Can 2032 : le trio Burkina Faso, Mali et Niger en lice pour organiser la compétition

Une première validation historique pour le Sahel

Le trio composé du Burkina Faso, du Mali et du Niger vient de franchir une étape décisive en obtenant l’aval de la Confédération africaine de football (CAF) pour leur candidature commune à l’organisation de la Coupe d’Afrique des nations (CAN) en 2032. Cette déclaration d’intérêt conjointe, enregistrée officiellement le 18 juillet, marque un tournant symbolique pour les trois nations du Sahel, désormais engagées dans une course contre la montre pour convaincre l’instance continentale.

Une réunion stratégique à New York

C’est dans la métropole new-yorkaise, loin des pelouses locales, que s’est jouée une partie de l’avenir footballistique de la région. Les dirigeants des fédérations du Burkina Faso, du Mali et du Niger, représentés respectivement par le colonel Oumarou Sawadogo, Mahamadou Cissé et Issaka Adamou, ont rencontré le président de la CAF, Patrice Motsepe, pour officialiser leur ambition partagée. L’information, rendue publique deux jours plus tard par la Fédération nigérienne de football, a rapidement résonné à travers toute l’Afrique de l’Ouest.

Un feu vert administratif, pas une garantie

Sur le plan des formalités, cette validation constitue une avancée significative, mais elle reste limitée. Conformément aux règles établies par la CAF, les trois pays ont désormais satisfait à l’obligation de dépôt d’une déclaration d’intérêt, une condition sine qua non pour poursuivre le processus. Cette étape, bien qu’essentielle, ne présage en rien de l’attribution finale, qui dépendra de la faisabilité technique et organisationnelle du projet. La CAF n’a pas encore fixé de calendrier précis pour la décision finale concernant l’édition 2032.

Un appel à candidatures élargi pour anticiper l’avenir

Début juillet 2026, la CAF a lancé un appel à candidatures simultané pour les CAN 2028, 2032 et 2036, invitant les 54 associations membres à se positionner. Cette stratégie vise à anticiper les besoins futurs et à permettre aux fédérations de construire des dossiers robustes, alignés sur les exigences d’une compétition d’envergure mondiale. Le dossier sahélien devra notamment prouver sa capacité à répondre aux standards internationaux en matière d’infrastructures sportives, d’hébergement et de transport.

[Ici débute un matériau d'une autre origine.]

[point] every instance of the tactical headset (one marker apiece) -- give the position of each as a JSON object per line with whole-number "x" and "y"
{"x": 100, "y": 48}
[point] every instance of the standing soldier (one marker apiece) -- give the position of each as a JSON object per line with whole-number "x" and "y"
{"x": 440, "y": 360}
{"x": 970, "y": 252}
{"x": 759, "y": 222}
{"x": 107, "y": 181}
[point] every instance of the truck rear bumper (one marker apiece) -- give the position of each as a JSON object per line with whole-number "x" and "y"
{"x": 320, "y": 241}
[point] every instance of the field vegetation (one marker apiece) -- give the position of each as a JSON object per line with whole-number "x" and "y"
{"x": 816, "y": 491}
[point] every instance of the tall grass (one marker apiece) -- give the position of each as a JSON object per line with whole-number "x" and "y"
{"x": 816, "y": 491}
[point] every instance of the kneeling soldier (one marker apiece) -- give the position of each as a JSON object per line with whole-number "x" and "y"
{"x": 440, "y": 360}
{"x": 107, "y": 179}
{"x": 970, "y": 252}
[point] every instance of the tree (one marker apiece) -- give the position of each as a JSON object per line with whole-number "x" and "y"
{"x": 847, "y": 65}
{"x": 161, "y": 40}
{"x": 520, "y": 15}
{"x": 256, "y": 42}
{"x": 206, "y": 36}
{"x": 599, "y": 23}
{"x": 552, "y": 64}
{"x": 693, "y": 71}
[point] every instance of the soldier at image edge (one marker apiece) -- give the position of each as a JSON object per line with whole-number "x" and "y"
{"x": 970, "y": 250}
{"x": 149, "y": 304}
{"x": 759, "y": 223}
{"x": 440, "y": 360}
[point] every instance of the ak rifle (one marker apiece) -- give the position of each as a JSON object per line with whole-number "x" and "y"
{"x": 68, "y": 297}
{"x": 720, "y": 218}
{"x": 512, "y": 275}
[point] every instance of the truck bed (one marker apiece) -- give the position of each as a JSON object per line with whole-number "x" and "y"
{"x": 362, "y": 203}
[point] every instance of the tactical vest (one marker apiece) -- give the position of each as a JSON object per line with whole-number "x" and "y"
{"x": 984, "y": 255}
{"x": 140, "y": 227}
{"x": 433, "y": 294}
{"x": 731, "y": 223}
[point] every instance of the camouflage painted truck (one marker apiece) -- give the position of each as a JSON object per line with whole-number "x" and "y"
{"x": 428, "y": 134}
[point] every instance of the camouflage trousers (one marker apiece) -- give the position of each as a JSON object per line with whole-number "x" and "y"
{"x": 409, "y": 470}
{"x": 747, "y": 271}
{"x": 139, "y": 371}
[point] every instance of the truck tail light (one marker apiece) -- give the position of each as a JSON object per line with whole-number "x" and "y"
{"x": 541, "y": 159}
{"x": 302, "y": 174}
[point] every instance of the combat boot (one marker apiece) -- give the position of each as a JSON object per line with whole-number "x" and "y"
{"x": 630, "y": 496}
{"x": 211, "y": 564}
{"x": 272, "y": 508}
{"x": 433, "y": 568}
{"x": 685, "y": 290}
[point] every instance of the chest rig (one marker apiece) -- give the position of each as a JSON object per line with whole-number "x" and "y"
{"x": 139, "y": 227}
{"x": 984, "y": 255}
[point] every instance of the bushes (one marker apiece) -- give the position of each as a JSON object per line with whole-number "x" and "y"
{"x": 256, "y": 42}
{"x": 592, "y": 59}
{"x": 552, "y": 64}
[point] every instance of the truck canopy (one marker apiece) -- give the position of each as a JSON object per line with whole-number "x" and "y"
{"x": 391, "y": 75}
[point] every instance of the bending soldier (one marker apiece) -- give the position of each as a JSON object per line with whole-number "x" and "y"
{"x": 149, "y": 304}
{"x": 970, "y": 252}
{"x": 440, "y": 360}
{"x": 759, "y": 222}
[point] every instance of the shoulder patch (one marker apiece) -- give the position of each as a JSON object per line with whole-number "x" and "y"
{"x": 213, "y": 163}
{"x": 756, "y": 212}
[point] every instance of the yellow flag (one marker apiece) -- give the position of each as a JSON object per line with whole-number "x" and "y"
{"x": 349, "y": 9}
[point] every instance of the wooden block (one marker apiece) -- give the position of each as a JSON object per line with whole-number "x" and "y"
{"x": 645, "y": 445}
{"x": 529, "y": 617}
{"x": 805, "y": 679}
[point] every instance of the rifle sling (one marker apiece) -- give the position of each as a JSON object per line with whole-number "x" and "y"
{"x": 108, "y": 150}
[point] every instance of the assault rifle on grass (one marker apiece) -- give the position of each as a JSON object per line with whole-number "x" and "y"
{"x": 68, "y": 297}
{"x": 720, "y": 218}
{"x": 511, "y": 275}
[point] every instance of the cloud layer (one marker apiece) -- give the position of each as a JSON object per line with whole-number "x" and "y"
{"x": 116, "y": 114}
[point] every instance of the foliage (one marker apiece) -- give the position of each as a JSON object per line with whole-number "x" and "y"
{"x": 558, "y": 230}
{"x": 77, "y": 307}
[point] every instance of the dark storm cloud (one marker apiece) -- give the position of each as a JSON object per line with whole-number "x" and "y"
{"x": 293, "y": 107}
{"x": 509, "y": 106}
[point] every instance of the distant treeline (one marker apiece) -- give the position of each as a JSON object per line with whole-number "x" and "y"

L’expérience est-africaine comme modèle

La coorganisation entre plusieurs pays n’est pas une première pour la CAF : le Kenya, l’Ouganda et la Tanzanie ont été retenus pour accueillir conjointement la CAN 2027. Ce précédent offre un cadre de référence pour le trio Burkina Faso–Mali–Niger, qui pourrait mutualiser ses ressources pour répondre aux exigences de la compétition. Le président de la CAF a salué cette initiative, soulignant son potentiel pour renforcer la coopération régionale et mettre en lumière le football africain.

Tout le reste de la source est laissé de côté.